For that, if real, I am sorry. I’ve been working on progressive issues for the last 30 years and none of the people working for a more peaceful, sustainable, and inclusive world, with whom I have worked side by side, have ever threatened anyone with violence.
That simply is not our thing.
Being outraged, speaking out about it, using humor, irony, sarcasm, pranks, street theater, boycotts, and every other nonviolent tool in the book, you betcha. And I have to add that in those 30 years the vast majority of people with whom I have worked have been people of faith, Christian, Jewish, Muslim, Unitarian Universalist, Buddhist, and others. To say that the fight for a more inclusive and just world is somehow a battle against people of faith is simply a lie.
The question at hand, right now is, should it legal for a pizza place, car repair shop, bakery, florist, shoe-repair shop, restaurant, motel, urgent care clinic, or any other type of business to hang a virtual or real sign on their door that says “We reserve the right to refuse service to people who live a lifestyle in opposition to our religious values?”
In some towns, cities, villages, parishes, counties, and entire states, the answer is “it depends.”
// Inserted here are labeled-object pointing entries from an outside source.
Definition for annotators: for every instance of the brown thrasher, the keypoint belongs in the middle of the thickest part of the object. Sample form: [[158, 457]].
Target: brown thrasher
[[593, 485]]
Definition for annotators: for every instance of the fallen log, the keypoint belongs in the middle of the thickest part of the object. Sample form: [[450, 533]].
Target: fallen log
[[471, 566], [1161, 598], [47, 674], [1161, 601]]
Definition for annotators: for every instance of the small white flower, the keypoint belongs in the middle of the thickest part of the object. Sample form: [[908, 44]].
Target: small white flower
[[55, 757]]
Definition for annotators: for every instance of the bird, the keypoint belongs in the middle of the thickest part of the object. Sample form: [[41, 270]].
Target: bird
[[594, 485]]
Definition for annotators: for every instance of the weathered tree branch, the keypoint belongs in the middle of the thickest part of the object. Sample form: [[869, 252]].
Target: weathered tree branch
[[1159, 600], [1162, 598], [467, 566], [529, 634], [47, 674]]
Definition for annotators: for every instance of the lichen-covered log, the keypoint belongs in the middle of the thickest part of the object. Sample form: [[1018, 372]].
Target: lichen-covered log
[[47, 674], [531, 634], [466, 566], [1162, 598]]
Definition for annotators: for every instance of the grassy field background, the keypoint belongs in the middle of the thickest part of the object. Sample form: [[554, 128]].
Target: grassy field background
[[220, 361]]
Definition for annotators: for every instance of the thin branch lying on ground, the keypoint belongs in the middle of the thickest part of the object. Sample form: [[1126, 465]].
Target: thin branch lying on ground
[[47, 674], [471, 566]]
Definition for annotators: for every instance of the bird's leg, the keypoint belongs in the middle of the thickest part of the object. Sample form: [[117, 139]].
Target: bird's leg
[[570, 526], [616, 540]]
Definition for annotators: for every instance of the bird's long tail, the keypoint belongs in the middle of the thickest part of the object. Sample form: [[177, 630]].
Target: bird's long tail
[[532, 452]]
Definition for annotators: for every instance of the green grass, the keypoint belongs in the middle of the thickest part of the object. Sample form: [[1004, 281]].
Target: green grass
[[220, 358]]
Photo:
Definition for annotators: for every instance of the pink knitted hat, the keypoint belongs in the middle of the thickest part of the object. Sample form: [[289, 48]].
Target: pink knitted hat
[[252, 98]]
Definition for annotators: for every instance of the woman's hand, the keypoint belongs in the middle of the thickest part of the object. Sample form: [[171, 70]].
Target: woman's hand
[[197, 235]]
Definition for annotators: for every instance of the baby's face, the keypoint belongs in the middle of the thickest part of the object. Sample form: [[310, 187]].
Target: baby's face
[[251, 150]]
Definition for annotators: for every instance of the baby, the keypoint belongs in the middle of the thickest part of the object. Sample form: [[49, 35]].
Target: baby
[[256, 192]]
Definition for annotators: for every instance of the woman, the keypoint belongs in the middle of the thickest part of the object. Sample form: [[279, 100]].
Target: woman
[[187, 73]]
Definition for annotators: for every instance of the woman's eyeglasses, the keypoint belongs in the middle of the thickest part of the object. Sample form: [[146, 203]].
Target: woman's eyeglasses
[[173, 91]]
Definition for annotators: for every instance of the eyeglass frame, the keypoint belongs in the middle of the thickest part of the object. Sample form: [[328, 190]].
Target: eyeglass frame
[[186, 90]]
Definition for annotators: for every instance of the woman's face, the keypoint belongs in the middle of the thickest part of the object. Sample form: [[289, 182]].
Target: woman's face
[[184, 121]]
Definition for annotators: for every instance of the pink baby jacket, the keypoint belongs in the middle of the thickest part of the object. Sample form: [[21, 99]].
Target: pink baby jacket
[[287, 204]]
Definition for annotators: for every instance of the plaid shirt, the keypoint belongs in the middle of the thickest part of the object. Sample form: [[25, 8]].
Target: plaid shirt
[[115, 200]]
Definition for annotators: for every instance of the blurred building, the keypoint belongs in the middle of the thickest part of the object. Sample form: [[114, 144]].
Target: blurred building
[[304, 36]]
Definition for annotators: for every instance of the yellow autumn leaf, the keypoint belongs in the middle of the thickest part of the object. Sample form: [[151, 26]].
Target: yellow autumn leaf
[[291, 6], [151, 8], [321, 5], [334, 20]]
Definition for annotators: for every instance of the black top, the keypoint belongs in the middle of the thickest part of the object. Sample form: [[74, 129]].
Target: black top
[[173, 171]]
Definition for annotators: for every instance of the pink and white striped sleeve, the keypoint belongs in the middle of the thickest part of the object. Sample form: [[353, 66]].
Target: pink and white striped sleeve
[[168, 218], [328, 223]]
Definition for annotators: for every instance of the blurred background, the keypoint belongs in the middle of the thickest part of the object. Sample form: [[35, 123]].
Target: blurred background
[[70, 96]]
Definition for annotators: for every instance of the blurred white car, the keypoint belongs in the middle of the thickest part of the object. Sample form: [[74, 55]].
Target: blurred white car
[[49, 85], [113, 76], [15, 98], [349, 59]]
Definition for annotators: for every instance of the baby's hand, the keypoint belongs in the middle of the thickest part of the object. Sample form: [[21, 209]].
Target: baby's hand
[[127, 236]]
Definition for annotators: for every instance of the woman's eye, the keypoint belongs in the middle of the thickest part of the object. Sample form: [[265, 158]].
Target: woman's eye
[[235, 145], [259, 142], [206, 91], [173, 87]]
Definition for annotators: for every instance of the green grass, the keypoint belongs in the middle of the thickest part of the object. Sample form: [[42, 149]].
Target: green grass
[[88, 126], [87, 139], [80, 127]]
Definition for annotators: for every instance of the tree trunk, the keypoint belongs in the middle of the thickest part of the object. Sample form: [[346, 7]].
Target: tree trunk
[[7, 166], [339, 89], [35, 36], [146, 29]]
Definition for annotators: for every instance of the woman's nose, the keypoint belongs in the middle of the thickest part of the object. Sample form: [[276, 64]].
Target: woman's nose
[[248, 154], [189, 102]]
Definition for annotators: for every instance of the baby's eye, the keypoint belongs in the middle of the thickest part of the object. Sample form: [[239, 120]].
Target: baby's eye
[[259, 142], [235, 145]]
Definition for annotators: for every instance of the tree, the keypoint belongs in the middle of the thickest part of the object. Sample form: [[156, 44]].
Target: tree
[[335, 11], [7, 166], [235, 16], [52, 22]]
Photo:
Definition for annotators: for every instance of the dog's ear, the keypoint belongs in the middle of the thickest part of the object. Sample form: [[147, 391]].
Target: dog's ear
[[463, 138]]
If the class of people the business owner, employee, or corporation wishes to refuse to serve happens to be in a “protected class,” the answer is no. If an interracial couple pulls into a repair shop on an interstate highway, the repairman can not refuse to fix their car, even if his religion firmly holds that such marriages are against God’s will. But, if a gay couple pulls into this guy’s garage in a town in Michigan, he may in fact be allowed to say “You’re GAY so NO WAY!”
Today, in much of the United States, sexual orientation and gender identity are not protected classes. So yes, Birthday Cupcakes R Us, you can refuse to sell cupcakes to your neighbor if you happen to think the guy might use the cupcakes to celebrate his transgender daughter’s birthday. But others in your community and around the world have the right to make it well known across the street and across the planet if you do refuse to sell those cupcakes, and if a lot of other folks choose to buy their cupcakes elsewhere from then on, too bad for you. Of course if a bunch of folks want to give you a few hundred thousand dollars for standing up against “liberal bullies,” that’s great for you too, I guess.
But I will say, for the record, I think Jesus would have given the guy cupcakes for his daughter’s birthday.
Just saying.
Actually, I think most people of any faith, or no faith at all, would live up to the nearly universal call to treat every single one of creation’s children with dignity and respect. If you make pizza for a living, make the best darned pizza you can and be thankful that people want to buy it.
And, dear woman at the ticket counter at the Charlotte airport who humiliated me in front of a few hundred people in line at that airport a few decades ago, and dear butchers, bakers, and candlestick makers, I’ll be continuing to work along with countless others, many of them devout people of faith, to pass and uphold laws in every hamlet, city, state and at the federal level, to make sure that discrimination based on race, color, religion, national origin, age, sex, citizenship, familial status, disability, veteran status, genetics AND gender identification and sexual orientation is illegal.